Remember: synchronizing on an object does not prevent other threads calling methods on that object. It only prevents another thread entering a synchronized block with the same lock object.
Incidentally, it's often better to have an internal lock object rather than declaring methods to be synchronized, e.g.
class Foo {
private final Object LOCK = new Object();
public void doSomething() {
synchronized (LOCK) {
// Whatever
}
}
}
Otherwise I can break your thread-safety by doing this:
class MessEverythingUp {
public MessEverythingUp(Foo foo) {
synchronized (foo) {
while (true) {
System.out.println("Pwnd ur thread safety");
}
}
}
}
Since I'm locking the instance of foo, your synchronized methods (with their implicit "synchronized (this)") will not be able to obtain a lock and will block forever. Most importantly, you cannot prevent this because I can synchronize on whatever object I like. Obviously the example is extreme but you can get nasty, subtle deadlock bugs if you're not careful about this sort of thing.
In both cases, the second thread will be given permission to execute its method.
Since only one of these two methods contains the synchronized keyword, both of these methods can be executed simultaneously. The restriction is that only one method with that keyword can be executed at any given time, because executing that method requires a lock on the object. A thread without the keyword requires no lock and will always be allowed to execute regardless of the object being locked.

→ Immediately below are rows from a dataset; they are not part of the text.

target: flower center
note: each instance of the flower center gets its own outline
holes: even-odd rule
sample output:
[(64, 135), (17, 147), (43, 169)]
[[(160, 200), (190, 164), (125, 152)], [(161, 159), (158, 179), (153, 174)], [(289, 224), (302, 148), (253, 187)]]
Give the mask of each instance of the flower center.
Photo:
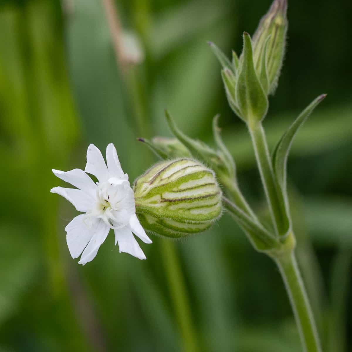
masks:
[(87, 215), (101, 219), (112, 228), (124, 227), (128, 220), (124, 216), (126, 212), (122, 202), (125, 197), (124, 193), (121, 185), (108, 182), (99, 184), (96, 191), (96, 201), (92, 211)]

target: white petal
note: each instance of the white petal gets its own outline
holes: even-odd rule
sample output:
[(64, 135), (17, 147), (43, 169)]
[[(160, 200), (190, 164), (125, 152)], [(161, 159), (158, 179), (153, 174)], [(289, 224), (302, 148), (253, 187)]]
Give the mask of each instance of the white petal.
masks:
[(86, 213), (92, 209), (94, 200), (87, 193), (75, 188), (65, 188), (54, 187), (50, 191), (56, 193), (71, 202), (79, 212)]
[(136, 240), (131, 230), (127, 227), (124, 227), (115, 232), (115, 244), (119, 244), (120, 252), (128, 253), (139, 259), (146, 259), (138, 242)]
[(112, 143), (108, 144), (106, 147), (106, 162), (111, 176), (120, 178), (124, 176), (124, 172), (121, 168), (116, 149)]
[(110, 228), (101, 219), (96, 219), (96, 218), (94, 219), (90, 229), (94, 234), (83, 251), (78, 264), (84, 265), (95, 257), (98, 250), (105, 241), (109, 230)]
[[(126, 174), (127, 175), (127, 174)], [(124, 183), (126, 183), (129, 186), (130, 182), (128, 182), (128, 178), (127, 177), (126, 180), (124, 176), (123, 176), (123, 177), (124, 177), (123, 178), (120, 178), (119, 177), (118, 178), (116, 177), (111, 177), (108, 180), (108, 182), (112, 184), (114, 184), (117, 186), (123, 184)]]
[(108, 169), (101, 152), (94, 144), (89, 144), (87, 150), (87, 163), (84, 171), (92, 174), (103, 182), (108, 178)]
[(130, 218), (130, 226), (133, 233), (138, 236), (145, 243), (151, 243), (152, 240), (147, 235), (144, 229), (139, 223), (136, 214)]
[(75, 169), (67, 172), (54, 169), (52, 171), (59, 178), (71, 183), (91, 196), (95, 197), (96, 185), (83, 170)]
[(73, 258), (79, 256), (94, 234), (92, 228), (87, 225), (88, 220), (85, 214), (81, 214), (74, 218), (65, 228), (67, 245)]

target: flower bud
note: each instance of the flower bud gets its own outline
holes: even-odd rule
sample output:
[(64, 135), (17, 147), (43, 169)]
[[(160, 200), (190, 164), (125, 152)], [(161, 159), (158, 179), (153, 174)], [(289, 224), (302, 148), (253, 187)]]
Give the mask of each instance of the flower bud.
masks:
[(276, 88), (283, 61), (288, 27), (287, 11), (287, 0), (274, 0), (253, 35), (254, 62), (258, 73), (262, 69), (261, 63), (263, 61), (262, 56), (265, 55), (265, 42), (270, 36), (266, 58), (270, 93), (273, 93)]
[(222, 210), (213, 171), (198, 161), (162, 162), (136, 180), (136, 213), (146, 230), (177, 238), (211, 226)]

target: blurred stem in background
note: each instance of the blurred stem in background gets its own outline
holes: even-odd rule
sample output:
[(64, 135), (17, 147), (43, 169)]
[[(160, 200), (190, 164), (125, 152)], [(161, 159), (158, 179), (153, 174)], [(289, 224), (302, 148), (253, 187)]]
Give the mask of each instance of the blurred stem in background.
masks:
[[(134, 115), (136, 124), (133, 124), (135, 132), (141, 135), (148, 138), (152, 135), (151, 130), (150, 121), (149, 118), (147, 103), (146, 100), (146, 94), (144, 93), (144, 87), (141, 84), (140, 73), (142, 68), (135, 65), (128, 65), (128, 52), (125, 51), (121, 44), (121, 36), (122, 32), (118, 19), (118, 13), (113, 0), (102, 0), (112, 40), (115, 51), (117, 61), (119, 63), (120, 69), (125, 74), (125, 78), (131, 95), (131, 104), (133, 107)], [(139, 34), (145, 39), (147, 37), (149, 26), (148, 19), (149, 6), (147, 1), (137, 1), (136, 13), (139, 15), (137, 20), (141, 18), (144, 20), (137, 20), (139, 25), (137, 27)], [(150, 163), (152, 161), (150, 161)], [(160, 254), (164, 263), (165, 275), (167, 277), (170, 288), (171, 301), (177, 317), (180, 326), (183, 350), (185, 352), (196, 352), (197, 348), (196, 334), (192, 321), (191, 310), (187, 296), (187, 290), (182, 270), (177, 253), (177, 248), (175, 244), (164, 240), (158, 239), (160, 250)]]
[(339, 249), (333, 264), (331, 283), (331, 313), (327, 327), (329, 342), (327, 350), (330, 352), (346, 351), (346, 308), (351, 265), (351, 249)]
[(196, 352), (197, 347), (196, 332), (192, 321), (187, 290), (185, 285), (182, 271), (175, 244), (169, 240), (159, 240), (160, 251), (165, 273), (174, 309), (180, 326), (185, 352)]

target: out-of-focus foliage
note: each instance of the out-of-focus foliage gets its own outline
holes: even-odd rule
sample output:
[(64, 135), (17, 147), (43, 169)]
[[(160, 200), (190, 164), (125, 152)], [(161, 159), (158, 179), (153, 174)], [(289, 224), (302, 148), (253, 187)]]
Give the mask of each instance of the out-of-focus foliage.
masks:
[[(205, 141), (220, 113), (239, 183), (260, 205), (250, 139), (206, 42), (228, 56), (240, 52), (242, 32), (254, 32), (270, 3), (117, 1), (145, 54), (122, 69), (103, 1), (0, 2), (0, 351), (183, 350), (165, 240), (153, 238), (142, 261), (119, 254), (109, 236), (93, 262), (78, 266), (63, 230), (76, 212), (49, 193), (58, 185), (50, 170), (84, 168), (89, 143), (113, 142), (133, 181), (156, 161), (136, 138), (170, 135), (165, 108)], [(298, 256), (324, 350), (342, 352), (352, 348), (352, 9), (347, 0), (289, 4), (288, 52), (264, 126), (273, 147), (297, 113), (328, 94), (297, 135), (288, 175)], [(199, 351), (299, 350), (278, 273), (228, 216), (170, 245)]]

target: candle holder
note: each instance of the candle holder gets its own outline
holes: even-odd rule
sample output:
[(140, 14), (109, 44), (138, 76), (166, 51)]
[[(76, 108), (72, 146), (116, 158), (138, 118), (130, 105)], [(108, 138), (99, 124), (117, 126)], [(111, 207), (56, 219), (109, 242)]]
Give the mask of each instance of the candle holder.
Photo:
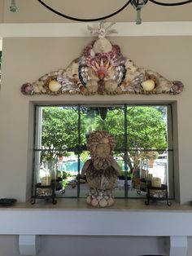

I also assume here that the 1000 lines of code in method2 does not contain a block like this:
synchronized (this) {
}
If it does, then the results will be different.
t2 will be allowed to start executing the method. When it hits the synchronized line, it will wait for t1 to finish method1 and release its lock before continuing.
t2 will be allowed to start executing the method so long as t1 is not within the synchronized code block. If it is, t2 will wait until t1 exits the block and releases the lock before beginning. If t1 has not yet entered the synchronized block, then t2 will acquire the lock, and t1 will wait as soon as it gets to the synchronized code block until t2 completes the method and releases the lock.
One method is synchronized while the other is not. So no matter whether the lock on an Object (in this is case the instance the method belongs to) has been acquired or not, the non-synchronized method will execute unimpeded (since it foes not try to acquire or wait for a lock). Which means in both cases both threads will run without waiting for each other - resulting in a possibly inconsistent state of the object.
method1() is synchronized and hence called as thread safe method. When multiple threads try to access this method simultaneously then only the lock on instance object will work.
method2() is not synchronized and hence is a thread unsafe method, other threads can call this method even if the some other thread has lock on the instance, that is why this method is called as thread unsafe method.
In both cases you mentioned one thread will get lock on the instance by calling method1() and other thread will try to access method2() which is unsafe and hence both thread will execute.
with regards
Tushar Joshi, Nagpur
Both threads will execute as if the lock does not exist.
The thread accessing method2 will never know that it should get a lock so it will execute even if an other thread holds the lock. Only synchronized methods will reserve the lock since synchronization is optional and not always wanted or even necessary.
If both threads execute method1 one of them will block until the other thread exits the method and releases the lock.
To make sure only one thread executes and all others wait you have to make both methods synchronized.